Blackadder sends for Sir Bob Massingbird (originally scripted as "Robert Moxon Browne", a real-life lawyer and friend of Rowan Atkinson's, until this was judged to be technically advertising), a brilliant lawyer sure to get him acquitted. Massingbird's previous cases included convincing a jury that a man who had a bloody knife in front of a dead man, who was seen stabbing the man in front of 13 people and said "I'm glad I killed the bastard" was innocent, and that Oscar Wilde was a homosexual despite incredible notoriety as a womaniser. However, the letters are mixed up thanks to Baldrick, and George turns up as Blackadder's defence. On the day of the court-martial, Blackadder is relieved to know that Darling is the prosecuting counsel but mortified to learn that Melchett is the judge. Melchett summarily fines George £50 for wasting the court's time by turning up, takes great pains to locate his black cap, and refers to Blackadder as "the Flanders Pigeon Murderer". George puts paid to any remaining hopes with his poor choice of witnesses: Darling, who provides more evidence against Blackadder with George even pointing out what bits he missed, and Baldrick, who takes Blackadder's order to deny everything literally and denies everything, even his name. When George is giving the summation for the defence, he accidentally says Blackadder is guilty of the crime rather than "trying to do his duty under difficult circumstances", although he does correct this error but to no avail. Darling's case for the prosecution involves calling Melchett to the witness stand and inciting him against Blackadder, after which Melchett sentences Blackadder to death by firing squad without consulting the jury.

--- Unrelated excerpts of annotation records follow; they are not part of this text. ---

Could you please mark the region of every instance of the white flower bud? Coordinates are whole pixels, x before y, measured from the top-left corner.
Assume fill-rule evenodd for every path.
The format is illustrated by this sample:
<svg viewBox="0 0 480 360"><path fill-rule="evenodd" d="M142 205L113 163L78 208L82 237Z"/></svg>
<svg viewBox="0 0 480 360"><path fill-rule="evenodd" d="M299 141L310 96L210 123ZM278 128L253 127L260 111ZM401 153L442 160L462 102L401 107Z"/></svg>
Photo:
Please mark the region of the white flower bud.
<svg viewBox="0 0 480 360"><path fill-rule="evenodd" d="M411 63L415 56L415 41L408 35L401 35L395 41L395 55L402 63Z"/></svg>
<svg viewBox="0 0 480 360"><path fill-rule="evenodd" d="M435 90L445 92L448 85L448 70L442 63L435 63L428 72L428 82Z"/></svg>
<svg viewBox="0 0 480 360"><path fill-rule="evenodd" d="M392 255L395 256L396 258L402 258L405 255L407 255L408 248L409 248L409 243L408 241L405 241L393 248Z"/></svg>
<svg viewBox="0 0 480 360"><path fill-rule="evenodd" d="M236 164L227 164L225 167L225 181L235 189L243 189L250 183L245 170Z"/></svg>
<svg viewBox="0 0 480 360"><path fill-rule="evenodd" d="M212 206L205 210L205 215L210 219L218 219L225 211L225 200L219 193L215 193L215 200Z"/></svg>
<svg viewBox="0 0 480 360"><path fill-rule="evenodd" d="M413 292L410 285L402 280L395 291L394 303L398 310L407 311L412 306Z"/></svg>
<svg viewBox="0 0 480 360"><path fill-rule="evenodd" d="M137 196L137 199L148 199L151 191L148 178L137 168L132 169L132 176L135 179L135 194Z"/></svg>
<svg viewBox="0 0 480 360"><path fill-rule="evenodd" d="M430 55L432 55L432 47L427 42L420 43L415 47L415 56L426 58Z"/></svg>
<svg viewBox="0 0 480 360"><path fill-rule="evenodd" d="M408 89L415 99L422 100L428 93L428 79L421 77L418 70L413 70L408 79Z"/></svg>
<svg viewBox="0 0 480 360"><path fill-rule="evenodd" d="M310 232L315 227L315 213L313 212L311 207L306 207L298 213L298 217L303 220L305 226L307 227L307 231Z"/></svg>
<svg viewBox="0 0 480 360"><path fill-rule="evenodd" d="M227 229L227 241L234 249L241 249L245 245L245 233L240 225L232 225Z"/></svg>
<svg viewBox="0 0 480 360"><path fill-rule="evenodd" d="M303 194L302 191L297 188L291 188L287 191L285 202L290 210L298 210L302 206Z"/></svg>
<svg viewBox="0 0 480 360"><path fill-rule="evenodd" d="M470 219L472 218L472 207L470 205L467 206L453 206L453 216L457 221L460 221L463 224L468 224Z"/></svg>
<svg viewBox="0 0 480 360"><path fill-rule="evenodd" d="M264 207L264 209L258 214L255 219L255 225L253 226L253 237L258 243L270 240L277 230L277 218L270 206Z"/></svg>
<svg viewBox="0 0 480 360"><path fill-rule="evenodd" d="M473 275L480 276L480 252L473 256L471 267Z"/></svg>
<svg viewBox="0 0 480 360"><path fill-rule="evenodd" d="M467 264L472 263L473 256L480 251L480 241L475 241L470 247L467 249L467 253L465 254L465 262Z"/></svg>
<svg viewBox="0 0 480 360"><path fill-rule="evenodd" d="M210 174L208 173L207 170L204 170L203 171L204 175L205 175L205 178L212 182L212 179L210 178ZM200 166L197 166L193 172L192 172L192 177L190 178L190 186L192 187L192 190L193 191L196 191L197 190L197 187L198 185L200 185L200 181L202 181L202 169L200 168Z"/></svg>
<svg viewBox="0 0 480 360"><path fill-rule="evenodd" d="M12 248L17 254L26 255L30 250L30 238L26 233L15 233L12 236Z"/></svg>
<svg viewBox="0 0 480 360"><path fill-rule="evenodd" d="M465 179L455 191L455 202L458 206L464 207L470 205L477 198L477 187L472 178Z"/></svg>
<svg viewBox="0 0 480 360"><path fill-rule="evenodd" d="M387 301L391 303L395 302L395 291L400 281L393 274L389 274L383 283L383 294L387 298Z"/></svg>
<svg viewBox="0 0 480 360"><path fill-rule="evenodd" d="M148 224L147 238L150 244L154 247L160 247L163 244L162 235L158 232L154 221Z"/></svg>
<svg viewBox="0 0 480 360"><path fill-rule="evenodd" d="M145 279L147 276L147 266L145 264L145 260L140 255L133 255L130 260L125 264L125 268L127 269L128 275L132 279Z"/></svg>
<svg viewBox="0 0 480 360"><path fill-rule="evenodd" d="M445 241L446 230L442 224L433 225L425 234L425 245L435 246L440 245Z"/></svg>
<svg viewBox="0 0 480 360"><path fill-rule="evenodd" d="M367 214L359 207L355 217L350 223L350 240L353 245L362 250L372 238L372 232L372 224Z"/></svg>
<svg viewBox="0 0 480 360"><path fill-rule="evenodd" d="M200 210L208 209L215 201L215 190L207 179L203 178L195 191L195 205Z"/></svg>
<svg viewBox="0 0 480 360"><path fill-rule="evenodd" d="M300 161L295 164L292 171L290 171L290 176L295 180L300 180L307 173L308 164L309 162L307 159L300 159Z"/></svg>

Back in his cell Blackadder receives an escape kit from Baldrick that fully caters to unlikely situations but lacks the essential tools to actually attempt an escape. He is visited by his friendly firing squad, with whom he trades vicious banter. Another mix-up results in Baldrick delivering a telegram for George's mother to Blackadder, but this provides Blackadder with a way out when he discovers that George's mad uncle Rupert has just been made Minister of War and can get Blackadder acquitted. When Baldrick eventually remembers to tell George this after confusion as to which person in the letter can help Blackadder, they decide to celebrate by drinking some Scotch that George's mother sent him – and get so drunk that they pass out before remembering to send a telegram. Blackadder turns up to the execution grounds optimistic but gets worried when he hears a telegram has not yet arrived. The gaoler stops the firing squad as a telegram does arrive just after the Corporal says "Aim!" However, it turns out to be from one of the members of the firing squad saying, "Here's looking at you, love from all the boys in the firing squad." The Squad then resumes. In the end, though, Rupert sends a telegram anyway after reading about Blackadder's case in the despatches, believing that Melchett made a mistake and knowing that Blackadder is a close friend of his nephew's. However, Blackadder reads another of George's telegrams and discovers that they did not send it themselves. Out of revenge, Blackadder volunteers Baldrick and George for the mission that Captain Darling calls him about – "Operation Certain-Death"- a mission into No-Man's Land.